Hinata memberanikan diri menatap mata Sasuke karena tidak segera mendapatkan respon darinya. Biasanya, Sasuke akan langsung berdiri; menyambar tasnya, lalu pergi ke ruang makan untuk sarapan. Kalau sekarang, ia sedikit bingung karena Sasuke masih terus memandanginya.
Tidak lama kemudian, Sasuke meraih tengkuk Hinata dan menariknya pelan hingga bibirnya menyentuh sesuatu yang sejak tadi diincarnya. Tangan Sasuke yang lain mulai melingkari pinggang Hinata.

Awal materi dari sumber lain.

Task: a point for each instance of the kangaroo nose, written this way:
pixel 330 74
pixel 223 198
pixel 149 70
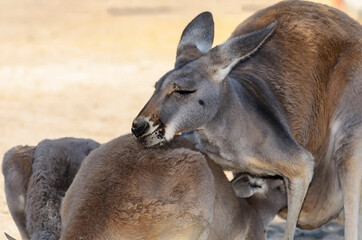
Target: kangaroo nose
pixel 139 128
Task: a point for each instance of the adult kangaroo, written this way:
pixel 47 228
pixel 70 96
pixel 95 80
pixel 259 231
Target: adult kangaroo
pixel 292 109
pixel 36 179
pixel 124 191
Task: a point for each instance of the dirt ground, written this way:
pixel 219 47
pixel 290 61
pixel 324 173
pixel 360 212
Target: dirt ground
pixel 85 68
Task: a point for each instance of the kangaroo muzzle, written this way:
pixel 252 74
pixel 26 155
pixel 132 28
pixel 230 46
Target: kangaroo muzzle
pixel 140 127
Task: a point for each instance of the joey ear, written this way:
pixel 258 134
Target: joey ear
pixel 196 39
pixel 245 185
pixel 225 56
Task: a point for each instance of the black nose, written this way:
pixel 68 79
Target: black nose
pixel 139 128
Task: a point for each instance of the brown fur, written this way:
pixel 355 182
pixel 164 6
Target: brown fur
pixel 124 191
pixel 313 64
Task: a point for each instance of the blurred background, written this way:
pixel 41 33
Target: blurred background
pixel 86 68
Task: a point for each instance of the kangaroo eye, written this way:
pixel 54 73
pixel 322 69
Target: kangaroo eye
pixel 184 92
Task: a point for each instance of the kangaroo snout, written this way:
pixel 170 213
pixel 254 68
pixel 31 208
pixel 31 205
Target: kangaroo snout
pixel 140 127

Hinata yang mulai sadar dengan apa yang terjadi, mencoba mendorong kedua pundak Sasuke dengan kedua tangannya. Yang terjadi saat ini bukan kebiasaan Sasuke. Jadi, Hinata tidak bisa menebaknya.
Ini tidak boleh!
PLAK!
Sebuah tamparan di pipi kiri Sasuke, membuatnya menghentikan tindakan beraninya. Sasuke menyeringai melihat Hinata bertampang ketakutan sambil menggenggam erat tangan yang digunakan untuk menamparnya.
"Go..gomennasai, Sasuke-sama…" ucap Hinata sambil menunduk dalam. "Hontou ni gomennasai…" Hinata masih terus membungkukkan badannya karena belum ada jawaban dari Sasuke. Setelah itu, Hinata bisa melihat Sasuke yang mulai berdiri dan berjalan menjauhinya.
Apa dia marah?
Hinata menegakkan badannya. Ia melihat Sasuke yang berjalan keluar pintu kamarnya. Hinata merasa sangat bersalah, juga takut. Hinata menggenggam erat tangan kanannya yang sampai sekarang masih terasa panas. Matanya mulai berkaca-kaca. Hinata benar-benar ketakutan.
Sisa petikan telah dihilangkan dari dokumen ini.